Grot lowered his gaze. "Redemption," he muttered.

"Yes."

"And you think I can earn it by becoming more like you?"

"No," Adam said. "That would be unnecessary and likely impossible."

Grot blinked. "Was that supposed to be encouragement?"

"It was an assessment."

Despite himself, Grot laughed once. Quietly. Bitterly. "Of course."

Adam stepped closer. "Our studies of your past behavior indicate that you become excessively excitable in combat. You pursue momentum beyond tactical need. You favor direct violence even when restraint would preserve resources. You respond strongly to provocation. You also display loyalty, courage, adaptability, and unusual resilience under extreme conditions."

Grot looked up.

Adam's expression remained unchanged. "Your flaws can be corrected without destroying your strengths."

For the first time since Adam had arrived, Grot felt the irritation drain out of him. Not completely, but enough.

"How?" he asked.

"We have prepared a facility and a specialized training regimen to temper your deficiencies."

"What kind of facility?"

"One designed to frustrate you."

Grot stared. "You people are honest in the worst possible way."

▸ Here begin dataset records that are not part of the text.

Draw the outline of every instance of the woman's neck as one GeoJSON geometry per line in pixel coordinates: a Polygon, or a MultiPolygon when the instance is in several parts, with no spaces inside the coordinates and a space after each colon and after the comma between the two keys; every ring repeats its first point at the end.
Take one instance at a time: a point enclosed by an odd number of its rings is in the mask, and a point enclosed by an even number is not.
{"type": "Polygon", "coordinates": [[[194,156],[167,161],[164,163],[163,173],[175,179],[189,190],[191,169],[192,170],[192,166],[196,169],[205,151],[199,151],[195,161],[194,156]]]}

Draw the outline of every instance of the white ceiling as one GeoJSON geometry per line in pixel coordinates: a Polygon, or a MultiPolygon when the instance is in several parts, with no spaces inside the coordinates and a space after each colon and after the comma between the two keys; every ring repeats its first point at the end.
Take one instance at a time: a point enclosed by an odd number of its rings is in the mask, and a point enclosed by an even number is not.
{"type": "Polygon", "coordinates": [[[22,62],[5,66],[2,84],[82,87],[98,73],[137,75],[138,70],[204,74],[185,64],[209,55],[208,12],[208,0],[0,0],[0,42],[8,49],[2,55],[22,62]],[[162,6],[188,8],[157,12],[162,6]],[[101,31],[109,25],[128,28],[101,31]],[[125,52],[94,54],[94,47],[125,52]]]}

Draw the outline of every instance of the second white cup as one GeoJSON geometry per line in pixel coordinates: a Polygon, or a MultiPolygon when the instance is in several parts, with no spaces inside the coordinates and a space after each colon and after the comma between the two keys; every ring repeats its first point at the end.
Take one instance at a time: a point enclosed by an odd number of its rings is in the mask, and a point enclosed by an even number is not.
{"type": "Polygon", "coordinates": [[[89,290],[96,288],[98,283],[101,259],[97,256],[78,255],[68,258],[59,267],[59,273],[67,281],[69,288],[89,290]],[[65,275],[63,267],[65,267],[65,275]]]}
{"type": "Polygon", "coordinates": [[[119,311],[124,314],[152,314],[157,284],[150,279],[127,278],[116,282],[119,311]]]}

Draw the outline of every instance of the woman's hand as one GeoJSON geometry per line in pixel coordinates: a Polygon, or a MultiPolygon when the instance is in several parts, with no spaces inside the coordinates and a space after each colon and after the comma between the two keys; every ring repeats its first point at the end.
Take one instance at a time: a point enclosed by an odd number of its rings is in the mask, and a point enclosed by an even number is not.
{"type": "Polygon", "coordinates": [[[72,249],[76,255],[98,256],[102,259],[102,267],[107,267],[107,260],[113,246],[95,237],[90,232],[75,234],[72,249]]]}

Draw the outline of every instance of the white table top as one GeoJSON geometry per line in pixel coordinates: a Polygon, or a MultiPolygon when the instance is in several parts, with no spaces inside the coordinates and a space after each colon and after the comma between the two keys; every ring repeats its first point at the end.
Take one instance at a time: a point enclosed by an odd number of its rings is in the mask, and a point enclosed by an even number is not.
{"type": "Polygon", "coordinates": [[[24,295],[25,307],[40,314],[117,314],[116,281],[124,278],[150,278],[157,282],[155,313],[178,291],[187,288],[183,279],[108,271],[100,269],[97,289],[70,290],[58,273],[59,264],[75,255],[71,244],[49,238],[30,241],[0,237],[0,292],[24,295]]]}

"Deception would reduce training efficiency."

Grot looked back through the open repair facility doors. Inside, workers had returned to their stations. Sparks fell from cutting rigs. Armor plates moved along rails. The war update terminal continued to glow, forgotten for the moment as the depot resumed its rhythm.

Factory work was necessary. Honorable, even.

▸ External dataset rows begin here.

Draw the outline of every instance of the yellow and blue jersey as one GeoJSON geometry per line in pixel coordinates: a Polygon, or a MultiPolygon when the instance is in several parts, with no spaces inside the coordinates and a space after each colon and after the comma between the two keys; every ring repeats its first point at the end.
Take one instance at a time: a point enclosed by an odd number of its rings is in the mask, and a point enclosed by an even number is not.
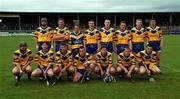
{"type": "Polygon", "coordinates": [[[97,44],[99,39],[99,31],[97,29],[87,29],[84,33],[85,44],[97,44]]]}
{"type": "Polygon", "coordinates": [[[54,53],[52,50],[49,50],[47,53],[40,50],[36,53],[35,61],[37,64],[48,67],[54,63],[54,53]]]}
{"type": "Polygon", "coordinates": [[[107,52],[106,56],[103,56],[101,52],[98,52],[96,58],[97,63],[100,64],[101,67],[112,65],[112,53],[110,52],[107,52]]]}
{"type": "Polygon", "coordinates": [[[159,26],[154,29],[147,27],[147,39],[148,43],[153,47],[153,50],[159,52],[161,50],[160,44],[162,39],[162,30],[159,26]]]}
{"type": "Polygon", "coordinates": [[[68,64],[72,63],[72,54],[70,51],[67,51],[66,54],[62,54],[61,51],[58,51],[56,53],[55,60],[57,65],[67,66],[68,64]]]}
{"type": "Polygon", "coordinates": [[[13,63],[15,65],[26,65],[27,62],[32,62],[33,61],[33,56],[32,56],[32,51],[30,49],[26,49],[25,53],[21,53],[20,50],[14,51],[13,54],[13,63]]]}
{"type": "Polygon", "coordinates": [[[76,49],[76,48],[83,46],[84,34],[82,32],[80,32],[78,34],[72,32],[70,34],[70,37],[71,37],[71,49],[76,49]]]}
{"type": "Polygon", "coordinates": [[[155,51],[152,51],[150,54],[146,53],[146,50],[139,52],[137,55],[137,61],[144,65],[149,65],[151,68],[155,66],[157,61],[157,54],[155,51]]]}
{"type": "Polygon", "coordinates": [[[148,41],[160,41],[162,38],[162,30],[159,26],[156,26],[154,29],[147,27],[147,38],[148,41]]]}
{"type": "Polygon", "coordinates": [[[98,49],[99,31],[97,29],[87,29],[84,33],[84,42],[86,46],[86,52],[89,54],[95,54],[98,49]]]}
{"type": "MultiPolygon", "coordinates": [[[[54,34],[57,35],[57,36],[60,36],[61,34],[69,36],[69,33],[70,33],[70,31],[69,31],[69,29],[67,27],[64,27],[64,28],[57,27],[54,30],[54,34]]],[[[58,41],[63,41],[63,40],[58,40],[58,41]]]]}
{"type": "Polygon", "coordinates": [[[138,30],[136,27],[131,29],[130,32],[132,42],[132,52],[138,53],[144,50],[144,41],[146,37],[146,29],[141,28],[138,30]]]}
{"type": "MultiPolygon", "coordinates": [[[[64,27],[64,28],[57,27],[54,30],[54,35],[56,35],[56,36],[60,36],[60,35],[69,36],[69,33],[70,33],[70,31],[67,27],[64,27]]],[[[57,40],[56,41],[56,52],[59,51],[62,42],[69,43],[69,40],[62,40],[62,39],[57,40]]]]}
{"type": "Polygon", "coordinates": [[[37,42],[52,42],[53,31],[51,27],[47,27],[45,29],[38,27],[38,29],[34,32],[34,37],[37,39],[37,42]]]}
{"type": "Polygon", "coordinates": [[[115,38],[114,41],[116,42],[116,44],[129,44],[129,40],[130,40],[130,33],[128,30],[125,31],[120,31],[117,30],[115,32],[115,38]]]}
{"type": "Polygon", "coordinates": [[[138,30],[136,27],[134,27],[131,29],[130,36],[132,43],[142,43],[145,41],[144,39],[146,37],[146,29],[141,28],[138,30]]]}
{"type": "Polygon", "coordinates": [[[118,63],[122,64],[124,67],[135,65],[136,64],[135,56],[132,53],[130,53],[130,55],[126,57],[124,53],[120,53],[118,55],[118,63]]]}
{"type": "Polygon", "coordinates": [[[89,55],[88,53],[86,53],[85,56],[83,57],[77,54],[74,57],[74,66],[77,69],[85,69],[84,63],[90,60],[91,60],[91,55],[89,55]]]}
{"type": "Polygon", "coordinates": [[[113,28],[105,29],[104,27],[99,30],[100,42],[113,42],[115,30],[113,28]]]}
{"type": "Polygon", "coordinates": [[[125,47],[129,46],[130,39],[131,38],[128,30],[125,31],[117,30],[115,32],[114,42],[116,43],[118,55],[124,51],[125,47]]]}

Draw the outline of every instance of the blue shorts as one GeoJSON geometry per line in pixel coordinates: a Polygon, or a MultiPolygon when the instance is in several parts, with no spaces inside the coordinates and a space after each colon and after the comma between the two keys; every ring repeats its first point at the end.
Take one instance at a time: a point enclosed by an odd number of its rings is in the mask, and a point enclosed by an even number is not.
{"type": "Polygon", "coordinates": [[[160,41],[150,41],[149,44],[153,47],[153,50],[155,52],[160,52],[161,51],[160,41]]]}
{"type": "Polygon", "coordinates": [[[80,73],[81,75],[84,75],[86,70],[85,69],[77,69],[77,72],[80,73]]]}
{"type": "MultiPolygon", "coordinates": [[[[38,42],[38,51],[42,50],[42,44],[45,42],[38,42]]],[[[50,42],[46,42],[46,44],[48,45],[48,49],[51,48],[51,43],[50,42]]]]}
{"type": "Polygon", "coordinates": [[[132,52],[139,53],[144,50],[144,42],[132,43],[132,52]]]}
{"type": "Polygon", "coordinates": [[[66,43],[67,44],[68,41],[56,41],[56,46],[55,46],[56,52],[58,52],[60,50],[60,47],[61,47],[62,43],[66,43]]]}
{"type": "Polygon", "coordinates": [[[96,54],[98,44],[86,44],[86,52],[89,54],[96,54]]]}
{"type": "Polygon", "coordinates": [[[108,52],[113,52],[113,43],[112,42],[102,42],[101,45],[105,45],[108,52]]]}
{"type": "Polygon", "coordinates": [[[71,53],[72,53],[73,57],[75,57],[79,53],[79,48],[72,49],[71,53]]]}
{"type": "Polygon", "coordinates": [[[117,47],[117,54],[119,55],[124,51],[126,47],[128,47],[128,44],[118,44],[116,47],[117,47]]]}

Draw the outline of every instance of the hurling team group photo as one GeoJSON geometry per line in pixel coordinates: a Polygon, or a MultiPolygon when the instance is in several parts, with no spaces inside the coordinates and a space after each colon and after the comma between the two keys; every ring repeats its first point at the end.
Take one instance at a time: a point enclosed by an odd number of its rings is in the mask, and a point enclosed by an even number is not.
{"type": "Polygon", "coordinates": [[[0,0],[0,99],[180,99],[180,0],[0,0]]]}
{"type": "Polygon", "coordinates": [[[26,41],[20,42],[14,52],[12,73],[16,84],[23,73],[28,80],[34,77],[46,80],[48,86],[55,85],[65,73],[68,80],[77,83],[93,80],[92,75],[105,83],[116,82],[115,75],[133,82],[135,74],[145,74],[154,82],[154,76],[161,73],[163,37],[155,19],[150,19],[148,27],[142,27],[142,19],[136,19],[136,26],[130,30],[125,21],[120,21],[116,30],[110,19],[105,19],[100,29],[95,27],[94,20],[87,24],[85,31],[81,31],[79,24],[74,24],[70,31],[65,20],[59,18],[58,27],[53,29],[47,18],[41,18],[41,26],[34,32],[36,52],[28,48],[26,41]],[[117,62],[113,66],[114,60],[117,62]],[[32,61],[37,65],[34,70],[32,61]]]}

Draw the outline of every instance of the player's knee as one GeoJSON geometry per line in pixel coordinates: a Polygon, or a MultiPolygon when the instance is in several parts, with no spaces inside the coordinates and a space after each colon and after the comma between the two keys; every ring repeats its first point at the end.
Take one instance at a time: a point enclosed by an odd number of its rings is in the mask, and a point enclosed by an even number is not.
{"type": "Polygon", "coordinates": [[[75,72],[75,68],[73,66],[70,66],[68,68],[69,73],[73,74],[75,72]]]}
{"type": "Polygon", "coordinates": [[[160,69],[158,67],[155,67],[154,70],[153,70],[153,73],[155,75],[159,74],[160,73],[160,69]]]}
{"type": "Polygon", "coordinates": [[[134,73],[139,73],[138,67],[134,67],[134,73]]]}
{"type": "Polygon", "coordinates": [[[27,66],[26,67],[26,72],[27,73],[31,73],[32,72],[32,67],[31,66],[27,66]]]}
{"type": "Polygon", "coordinates": [[[145,73],[146,72],[146,69],[144,68],[144,66],[141,66],[140,68],[139,68],[139,73],[140,74],[143,74],[143,73],[145,73]]]}
{"type": "Polygon", "coordinates": [[[54,73],[53,73],[53,71],[50,70],[50,71],[47,72],[47,75],[48,75],[49,77],[53,77],[53,76],[54,76],[54,73]]]}
{"type": "Polygon", "coordinates": [[[17,67],[14,67],[12,70],[13,75],[18,75],[20,73],[19,69],[17,67]]]}
{"type": "Polygon", "coordinates": [[[39,72],[37,70],[32,71],[31,76],[39,76],[39,72]]]}
{"type": "Polygon", "coordinates": [[[95,73],[99,73],[99,71],[100,71],[99,67],[96,66],[96,67],[94,68],[94,72],[95,72],[95,73]]]}
{"type": "Polygon", "coordinates": [[[73,82],[78,82],[81,79],[81,75],[79,73],[76,73],[73,77],[73,82]]]}
{"type": "Polygon", "coordinates": [[[116,67],[116,71],[117,71],[117,72],[122,72],[122,68],[119,67],[119,66],[117,66],[117,67],[116,67]]]}
{"type": "Polygon", "coordinates": [[[109,73],[114,74],[116,72],[116,69],[114,67],[110,67],[109,73]]]}
{"type": "Polygon", "coordinates": [[[55,75],[58,75],[60,73],[60,71],[61,71],[60,68],[57,66],[53,68],[53,72],[55,75]]]}
{"type": "Polygon", "coordinates": [[[91,69],[94,69],[95,64],[94,64],[94,63],[91,63],[91,64],[89,65],[89,67],[90,67],[91,69]]]}

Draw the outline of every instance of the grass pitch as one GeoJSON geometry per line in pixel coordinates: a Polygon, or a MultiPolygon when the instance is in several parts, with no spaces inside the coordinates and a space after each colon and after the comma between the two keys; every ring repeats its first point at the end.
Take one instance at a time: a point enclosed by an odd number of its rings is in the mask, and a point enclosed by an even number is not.
{"type": "MultiPolygon", "coordinates": [[[[65,80],[54,87],[47,87],[45,82],[38,79],[28,81],[23,75],[21,85],[15,87],[11,73],[13,51],[18,49],[20,41],[26,41],[34,52],[34,39],[31,36],[0,37],[0,99],[180,99],[179,38],[180,35],[164,36],[163,74],[156,77],[155,83],[139,79],[131,83],[117,79],[116,83],[106,84],[93,79],[79,84],[65,80]]],[[[36,68],[34,63],[33,68],[36,68]]]]}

But it was not enough. Not for him.

If there was a path back to the Thunderborn, or even back to soldiering in a place where he could be useful, then he would walk it. He would endure lectures from emotionless zealots. He would stand in whatever infuriating chamber they had built. He would learn restraint, even if restraint felt like swallowing broken glass.

Anything was better than rusting in place while others fought the war that had shaped him.

Grot exhaled slowly.

"Fine," he said. "Take me there."

Adam turned at once, already assuming obedience.

Grot followed him into the depot's deeper passages, each step carrying him away from the repair lines, away from the life he had tried to accept, and toward the war that would decide whether he could become worthy of his old place again.